This verse is taken from:
Psalm 88
Rossetti wrote, “Is the road uphill all the way? Yes to the very end!”, but where the road leads highest, the clouds are often heaviest and the prospect dim. Fellow-traveller to heaven, is the day before you foreboding? There have been many before you who have felt thus. Heman was a wise man (see 1 Kings 4. 31), but there were things that he did not know. Note his recurring “why”, Psa. 88. 14, yet his psalm is entitled “Mahalath Leannoth”, meaning “sickness for humiliation”. The attaining of heights often demands a leveling of spirit.
All but unrelieved gloom hangs over this psalm. We are not informed as to the specific burden of the psalmist, but his case is bitter. He speaks of being “nigh unto Sheol”, v. 3, indeed as if already dead, in the lowest pit, vv. 5, 6. He feels the loneliness of estrangement, v. 8, and that heaven is brass-like in unresponsiveness, v. 9.

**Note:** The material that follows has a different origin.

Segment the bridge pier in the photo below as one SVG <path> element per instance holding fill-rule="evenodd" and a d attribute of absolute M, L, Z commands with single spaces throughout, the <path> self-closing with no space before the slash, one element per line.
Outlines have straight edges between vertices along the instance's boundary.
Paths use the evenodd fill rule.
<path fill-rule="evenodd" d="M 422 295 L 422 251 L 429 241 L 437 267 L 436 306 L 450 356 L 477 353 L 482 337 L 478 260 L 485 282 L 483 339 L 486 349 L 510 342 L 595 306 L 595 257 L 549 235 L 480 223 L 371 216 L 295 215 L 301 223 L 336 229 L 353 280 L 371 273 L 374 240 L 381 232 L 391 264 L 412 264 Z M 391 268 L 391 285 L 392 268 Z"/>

From a description of his condition he turns to expostulation with God, vv. 10-12. The psalm ends as it begins. He cries incessantly to God, and receives no reply. He asks only that he shall be heard, v. 2. He concludes that it is God’s hand upon him in wrath, vv. 6, 7, 8, 14, 16, 18. Job-like he receives no explanation, yet he continues to cry as indicative of a faith still stirring in his soul, vv. 1, 9, 13. These three callings on the Lord are instructive. They were persistent, “day and night”, v. 1, “daily”, v. 9, “in the morning”, v. 13. It is hard when importunate prayer seems but to rebound. His prayers were consistent, for he leans always on the Jehovah-name. He appeals to the faithfulness of his God, linked with His might. Though he seems to argue with God, he cannot overlook His care. His plea also was confident that the One to whom he cried was solely the source of help, “O Jehovah the God of my salvation”, v. 1. Here is faith in the gloom holding on despite circumstances. The psalm leaves him in the darkness, distraction, silence and loneliness, vv. 15-18.
The psalm teaches us that “faith is the victory that overcometh”, even though the way is hard and the prospect dim.
May our daily motto be, even though distresses abound, “Trusting though not Tracing”.